American businesses, battered by recession and record levels of idle production capacity, will spend 4.8 percent less this year on new plants and equipment, after adjustment for inflation, than they did in 1981, the Commerce Department reported yesterday.
According to a survey of investment intentions conducted in late October and November, such spending will continue to fall in real terms, though at a slower rate, through the first half of 1983 as well, the department said.
The report is roughly in line with a number of private economic forecasts that show business fixed investment falling about 5 percent next year, and underscores the fact that investment will continue to decline for some time even if a general economic recovery does begin this winter.

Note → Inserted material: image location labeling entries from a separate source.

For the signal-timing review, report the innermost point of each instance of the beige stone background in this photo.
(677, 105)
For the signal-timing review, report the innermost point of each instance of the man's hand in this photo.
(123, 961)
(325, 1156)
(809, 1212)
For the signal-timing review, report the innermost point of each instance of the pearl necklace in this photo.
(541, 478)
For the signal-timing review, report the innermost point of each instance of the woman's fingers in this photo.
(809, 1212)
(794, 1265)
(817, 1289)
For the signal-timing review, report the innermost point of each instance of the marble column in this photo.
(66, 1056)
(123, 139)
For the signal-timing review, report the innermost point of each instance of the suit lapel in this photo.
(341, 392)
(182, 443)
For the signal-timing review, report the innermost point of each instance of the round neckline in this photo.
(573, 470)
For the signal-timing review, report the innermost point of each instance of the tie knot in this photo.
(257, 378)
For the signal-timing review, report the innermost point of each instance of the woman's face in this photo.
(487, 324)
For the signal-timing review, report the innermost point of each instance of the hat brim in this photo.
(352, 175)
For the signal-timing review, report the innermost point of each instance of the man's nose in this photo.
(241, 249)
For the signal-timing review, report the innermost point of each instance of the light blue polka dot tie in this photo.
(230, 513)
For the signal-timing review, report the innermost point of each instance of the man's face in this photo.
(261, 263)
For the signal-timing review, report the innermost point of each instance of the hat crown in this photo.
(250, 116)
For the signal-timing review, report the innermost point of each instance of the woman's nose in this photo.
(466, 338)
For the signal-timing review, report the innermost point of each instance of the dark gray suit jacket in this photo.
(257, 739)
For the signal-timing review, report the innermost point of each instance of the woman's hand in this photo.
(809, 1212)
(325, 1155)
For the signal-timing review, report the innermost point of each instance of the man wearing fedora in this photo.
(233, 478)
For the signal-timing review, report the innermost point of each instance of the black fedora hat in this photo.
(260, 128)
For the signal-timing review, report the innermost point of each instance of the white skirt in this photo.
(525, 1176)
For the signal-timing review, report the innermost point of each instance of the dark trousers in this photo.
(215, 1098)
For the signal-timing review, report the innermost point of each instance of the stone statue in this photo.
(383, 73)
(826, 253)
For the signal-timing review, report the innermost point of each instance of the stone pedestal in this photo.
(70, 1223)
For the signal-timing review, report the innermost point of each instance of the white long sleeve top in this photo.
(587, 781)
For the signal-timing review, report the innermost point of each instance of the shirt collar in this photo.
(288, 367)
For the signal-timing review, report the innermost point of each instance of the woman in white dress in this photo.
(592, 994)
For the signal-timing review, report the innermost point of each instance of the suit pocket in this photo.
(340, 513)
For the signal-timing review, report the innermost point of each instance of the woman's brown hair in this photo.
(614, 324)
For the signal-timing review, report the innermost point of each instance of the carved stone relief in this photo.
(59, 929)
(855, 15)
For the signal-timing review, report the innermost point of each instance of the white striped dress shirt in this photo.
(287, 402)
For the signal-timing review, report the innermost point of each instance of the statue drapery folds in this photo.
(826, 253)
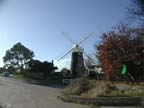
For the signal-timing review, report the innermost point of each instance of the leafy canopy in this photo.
(122, 46)
(18, 56)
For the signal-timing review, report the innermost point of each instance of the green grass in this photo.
(18, 77)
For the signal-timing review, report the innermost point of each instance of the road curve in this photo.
(14, 94)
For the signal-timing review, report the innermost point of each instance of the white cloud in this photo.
(62, 63)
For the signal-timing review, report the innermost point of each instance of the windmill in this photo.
(77, 60)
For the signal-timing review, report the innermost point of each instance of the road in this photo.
(15, 94)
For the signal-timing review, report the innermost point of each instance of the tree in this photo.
(136, 10)
(17, 57)
(90, 60)
(122, 46)
(46, 68)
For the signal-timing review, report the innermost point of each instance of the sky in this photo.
(38, 25)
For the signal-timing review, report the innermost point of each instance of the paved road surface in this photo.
(14, 94)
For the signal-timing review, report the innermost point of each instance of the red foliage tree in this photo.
(122, 46)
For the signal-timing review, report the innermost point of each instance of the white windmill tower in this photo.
(77, 60)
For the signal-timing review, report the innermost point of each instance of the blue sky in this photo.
(38, 24)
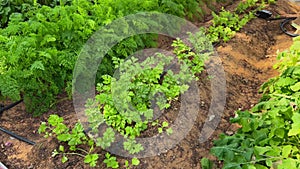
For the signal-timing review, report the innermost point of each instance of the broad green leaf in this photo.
(295, 130)
(135, 161)
(296, 87)
(286, 150)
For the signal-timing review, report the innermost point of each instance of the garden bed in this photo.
(247, 59)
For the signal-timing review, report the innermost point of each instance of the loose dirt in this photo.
(247, 60)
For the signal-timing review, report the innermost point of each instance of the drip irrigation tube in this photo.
(267, 15)
(17, 136)
(282, 27)
(4, 108)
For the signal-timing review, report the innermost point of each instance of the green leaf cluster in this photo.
(270, 132)
(39, 44)
(226, 24)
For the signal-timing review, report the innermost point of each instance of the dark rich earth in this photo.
(247, 60)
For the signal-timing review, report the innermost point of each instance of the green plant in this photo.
(136, 84)
(39, 47)
(206, 163)
(111, 161)
(270, 132)
(226, 23)
(125, 101)
(74, 138)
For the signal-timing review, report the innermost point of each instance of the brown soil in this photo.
(247, 59)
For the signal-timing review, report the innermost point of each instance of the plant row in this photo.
(40, 43)
(126, 102)
(226, 23)
(269, 136)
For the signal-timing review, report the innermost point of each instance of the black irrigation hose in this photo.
(282, 26)
(2, 108)
(265, 14)
(17, 136)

It also indicates the failure of the investment tax incentives passed in 1981 as part of the Reagan administration's economic recovery program to stimulate business outlays for new plants and equipment in the face of weak or declining markets, high interest rates and large drops in profit margins, analysts said.
Separately, the Labor Department said that the number of initial claims filed for unemployment benefits fell to a seasonally adjusted 598,000 in the week ended Nov. 27, down from 654,000 the week before. The number of persons receiving regular state benefits fell even more sharply, from 4,840,000 to 4,570,000 in the week ended Nov. 20.

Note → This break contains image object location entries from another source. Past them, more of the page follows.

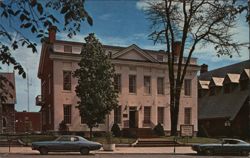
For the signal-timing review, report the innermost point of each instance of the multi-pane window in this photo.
(117, 115)
(4, 122)
(83, 121)
(187, 87)
(187, 116)
(117, 82)
(67, 113)
(67, 48)
(49, 112)
(160, 57)
(160, 115)
(160, 85)
(49, 86)
(244, 84)
(147, 114)
(66, 80)
(132, 84)
(147, 84)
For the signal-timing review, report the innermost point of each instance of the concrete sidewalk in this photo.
(119, 150)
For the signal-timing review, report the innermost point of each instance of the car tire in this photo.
(84, 151)
(43, 151)
(244, 153)
(208, 152)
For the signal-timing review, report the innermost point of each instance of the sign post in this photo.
(187, 131)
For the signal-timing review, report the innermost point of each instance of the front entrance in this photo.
(133, 117)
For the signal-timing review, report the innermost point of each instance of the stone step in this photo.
(155, 143)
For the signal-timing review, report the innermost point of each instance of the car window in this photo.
(63, 139)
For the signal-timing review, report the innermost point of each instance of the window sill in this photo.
(132, 94)
(66, 91)
(161, 95)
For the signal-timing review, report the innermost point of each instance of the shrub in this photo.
(63, 128)
(116, 130)
(159, 130)
(109, 138)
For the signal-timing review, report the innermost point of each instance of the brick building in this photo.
(7, 106)
(141, 79)
(28, 122)
(224, 101)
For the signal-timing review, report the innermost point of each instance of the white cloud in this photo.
(30, 62)
(105, 17)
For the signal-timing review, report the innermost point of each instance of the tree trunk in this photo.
(174, 111)
(90, 133)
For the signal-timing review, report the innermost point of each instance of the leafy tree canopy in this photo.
(95, 87)
(22, 19)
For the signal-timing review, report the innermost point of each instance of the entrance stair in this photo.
(155, 142)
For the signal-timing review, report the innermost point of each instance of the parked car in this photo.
(226, 146)
(66, 143)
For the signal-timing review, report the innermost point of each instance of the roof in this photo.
(221, 106)
(234, 78)
(222, 72)
(217, 81)
(9, 89)
(204, 84)
(247, 71)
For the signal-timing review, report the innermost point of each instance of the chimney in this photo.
(204, 68)
(52, 33)
(176, 48)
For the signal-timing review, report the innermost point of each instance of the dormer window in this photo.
(244, 84)
(227, 88)
(160, 58)
(68, 48)
(212, 91)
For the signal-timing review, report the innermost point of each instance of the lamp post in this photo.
(248, 19)
(227, 126)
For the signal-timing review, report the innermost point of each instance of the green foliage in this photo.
(63, 128)
(159, 130)
(95, 87)
(109, 138)
(116, 130)
(22, 18)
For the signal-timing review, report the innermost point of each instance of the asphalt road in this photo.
(77, 155)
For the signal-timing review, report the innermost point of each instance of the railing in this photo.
(39, 100)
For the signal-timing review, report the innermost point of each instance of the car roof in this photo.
(234, 139)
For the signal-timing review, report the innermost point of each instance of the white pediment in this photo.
(134, 53)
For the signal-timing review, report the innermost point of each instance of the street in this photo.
(76, 155)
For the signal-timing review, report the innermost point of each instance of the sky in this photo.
(118, 23)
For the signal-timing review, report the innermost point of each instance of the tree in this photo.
(191, 22)
(95, 87)
(18, 19)
(21, 20)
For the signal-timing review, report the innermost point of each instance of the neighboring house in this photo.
(7, 107)
(141, 79)
(28, 122)
(224, 105)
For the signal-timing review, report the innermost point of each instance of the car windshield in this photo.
(233, 141)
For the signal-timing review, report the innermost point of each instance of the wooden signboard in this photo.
(187, 130)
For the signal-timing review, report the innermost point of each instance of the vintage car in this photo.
(66, 143)
(226, 146)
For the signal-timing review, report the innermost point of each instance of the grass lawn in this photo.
(120, 140)
(193, 140)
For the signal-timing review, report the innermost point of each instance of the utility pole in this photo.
(28, 91)
(248, 18)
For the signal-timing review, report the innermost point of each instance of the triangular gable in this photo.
(245, 75)
(232, 78)
(133, 52)
(216, 81)
(204, 84)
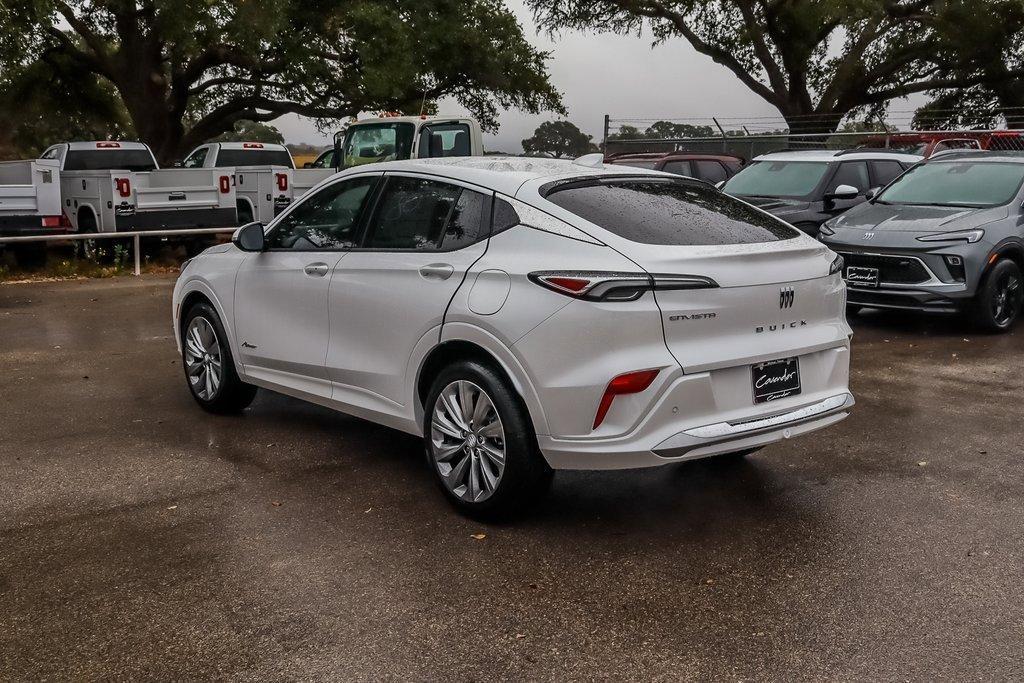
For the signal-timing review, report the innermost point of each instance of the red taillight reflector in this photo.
(624, 384)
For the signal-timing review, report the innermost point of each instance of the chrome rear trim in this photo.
(699, 437)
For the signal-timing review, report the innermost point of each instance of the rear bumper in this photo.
(707, 414)
(175, 219)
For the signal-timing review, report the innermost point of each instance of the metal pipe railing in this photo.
(136, 237)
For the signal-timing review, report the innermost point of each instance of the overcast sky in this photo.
(622, 76)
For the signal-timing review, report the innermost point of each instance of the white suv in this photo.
(525, 315)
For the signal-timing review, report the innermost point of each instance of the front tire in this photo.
(1000, 297)
(480, 442)
(209, 367)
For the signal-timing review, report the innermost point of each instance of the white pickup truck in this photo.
(30, 205)
(401, 137)
(266, 180)
(108, 186)
(263, 173)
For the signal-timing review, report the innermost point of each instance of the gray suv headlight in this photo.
(962, 236)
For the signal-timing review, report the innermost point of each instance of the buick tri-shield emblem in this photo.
(785, 297)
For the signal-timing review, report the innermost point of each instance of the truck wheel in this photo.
(206, 357)
(998, 301)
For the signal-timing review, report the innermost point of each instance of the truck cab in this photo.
(400, 137)
(239, 155)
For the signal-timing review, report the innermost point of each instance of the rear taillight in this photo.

However, analysts said the numbers are distorted by holidays and other factors this time of year. "We have no external confirmation" of any development that would account for a sharp drop in joblessness late last month, said economist Alan Greenspan of Townsend-Greenspan & Co. "Since we know there are problems in holiday weeks, we have reason to believe the number may be reversed" as later data is available, he said.

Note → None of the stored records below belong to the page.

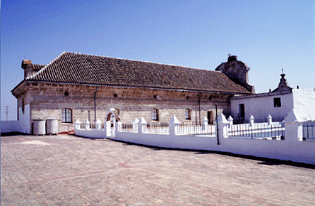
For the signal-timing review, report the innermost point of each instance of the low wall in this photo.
(91, 133)
(10, 126)
(201, 142)
(292, 148)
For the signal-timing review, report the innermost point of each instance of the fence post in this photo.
(174, 125)
(117, 127)
(293, 127)
(98, 124)
(134, 125)
(251, 120)
(77, 124)
(222, 131)
(230, 119)
(87, 125)
(107, 125)
(269, 119)
(205, 125)
(141, 125)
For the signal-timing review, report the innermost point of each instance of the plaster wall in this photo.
(261, 107)
(304, 103)
(9, 126)
(24, 120)
(47, 101)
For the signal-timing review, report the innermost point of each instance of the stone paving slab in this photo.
(68, 170)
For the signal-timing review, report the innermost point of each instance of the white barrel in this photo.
(52, 126)
(39, 127)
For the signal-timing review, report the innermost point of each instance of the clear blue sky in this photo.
(266, 35)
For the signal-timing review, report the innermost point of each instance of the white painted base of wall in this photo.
(288, 149)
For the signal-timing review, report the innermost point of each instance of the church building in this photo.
(80, 86)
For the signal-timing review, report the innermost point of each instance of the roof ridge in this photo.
(140, 61)
(40, 71)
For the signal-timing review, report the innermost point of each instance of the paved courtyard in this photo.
(68, 170)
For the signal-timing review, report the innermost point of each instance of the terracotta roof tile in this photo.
(89, 69)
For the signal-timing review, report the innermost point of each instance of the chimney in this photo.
(28, 68)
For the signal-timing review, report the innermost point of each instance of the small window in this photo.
(277, 102)
(67, 115)
(241, 111)
(187, 114)
(23, 105)
(155, 114)
(117, 111)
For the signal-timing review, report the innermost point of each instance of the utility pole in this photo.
(7, 112)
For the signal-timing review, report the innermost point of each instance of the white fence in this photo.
(287, 144)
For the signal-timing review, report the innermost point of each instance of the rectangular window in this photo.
(187, 114)
(210, 117)
(67, 115)
(277, 102)
(242, 111)
(155, 114)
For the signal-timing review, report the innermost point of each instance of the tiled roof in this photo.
(38, 67)
(98, 70)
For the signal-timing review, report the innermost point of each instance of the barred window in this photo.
(67, 115)
(277, 102)
(187, 114)
(155, 114)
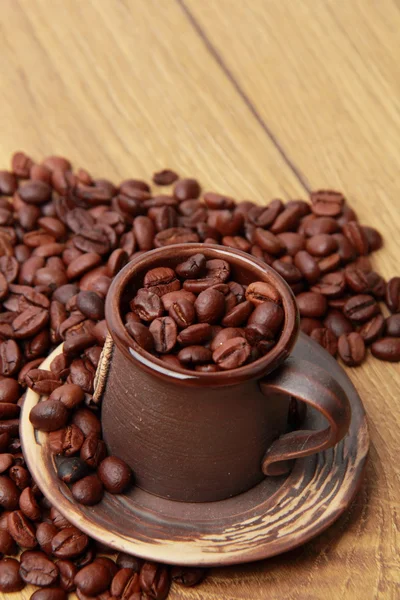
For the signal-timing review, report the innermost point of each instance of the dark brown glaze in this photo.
(278, 514)
(202, 437)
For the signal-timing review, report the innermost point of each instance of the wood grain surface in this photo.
(259, 99)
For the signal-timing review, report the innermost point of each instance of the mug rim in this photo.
(153, 365)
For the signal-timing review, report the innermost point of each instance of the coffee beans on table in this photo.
(64, 235)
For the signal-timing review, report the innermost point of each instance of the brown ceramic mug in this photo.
(200, 437)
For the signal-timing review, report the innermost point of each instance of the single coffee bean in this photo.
(72, 469)
(10, 578)
(325, 338)
(88, 491)
(37, 569)
(9, 493)
(161, 280)
(393, 326)
(147, 305)
(155, 580)
(232, 354)
(193, 267)
(372, 329)
(188, 576)
(49, 415)
(114, 474)
(195, 334)
(21, 529)
(69, 542)
(29, 505)
(312, 304)
(66, 441)
(93, 579)
(125, 583)
(260, 291)
(67, 571)
(393, 294)
(164, 332)
(387, 348)
(361, 308)
(44, 535)
(93, 451)
(209, 306)
(351, 348)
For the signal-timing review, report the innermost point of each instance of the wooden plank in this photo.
(127, 88)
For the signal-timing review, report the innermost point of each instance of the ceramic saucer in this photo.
(273, 517)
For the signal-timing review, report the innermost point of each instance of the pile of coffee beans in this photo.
(63, 236)
(195, 317)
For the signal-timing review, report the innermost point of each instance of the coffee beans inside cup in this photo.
(197, 317)
(63, 236)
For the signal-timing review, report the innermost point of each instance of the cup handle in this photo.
(317, 388)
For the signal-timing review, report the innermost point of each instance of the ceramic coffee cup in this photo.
(200, 437)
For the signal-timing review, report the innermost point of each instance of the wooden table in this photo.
(260, 99)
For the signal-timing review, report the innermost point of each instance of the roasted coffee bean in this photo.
(193, 267)
(325, 338)
(232, 354)
(312, 304)
(66, 441)
(93, 579)
(21, 529)
(9, 493)
(49, 415)
(51, 593)
(10, 578)
(29, 505)
(125, 583)
(87, 422)
(67, 572)
(155, 580)
(93, 451)
(183, 313)
(393, 294)
(147, 305)
(161, 280)
(387, 348)
(9, 390)
(69, 395)
(114, 474)
(209, 306)
(361, 308)
(164, 332)
(91, 305)
(188, 576)
(373, 329)
(194, 355)
(45, 532)
(88, 491)
(69, 542)
(72, 469)
(260, 291)
(42, 382)
(7, 544)
(195, 334)
(351, 348)
(37, 569)
(393, 326)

As the recession has progressed this year, businesses have repeatedly revised their investment plans downward, the Commerce Department said. Initially, in a March survey, businesses reported they planned to spend 7.3 percent more on plants and equipment this year than in 1981 including allowances for inflation. By June that had dropped to 2.2 percent, and in September to only 0.7 percent. The latest figure, based on investment of $320 billion, represents a 0.5 percent decrease compared to last year.
In real terms, the largest declines this year will be for mining, down 12.5 percent, and for the much larger group, durable goods manufacturing, down 8.2 percent. Nondurable manufacturing investment will be 5.6 percent lower, while total nonmanufacturing will be down 3.5 percent. Of all the major industry groupings, only public utilities will show a gain, up 1.8 percent.
If the predicted economic recovery does not occur soon, spending plans for next year could well be cut as they were this year. The latest survey indicated plans to reduce spending 0.5 percent in real terms between this quarter and the second quarter of 1983.
Businesses will be asked about their plans for all of next year beginning with the February survey.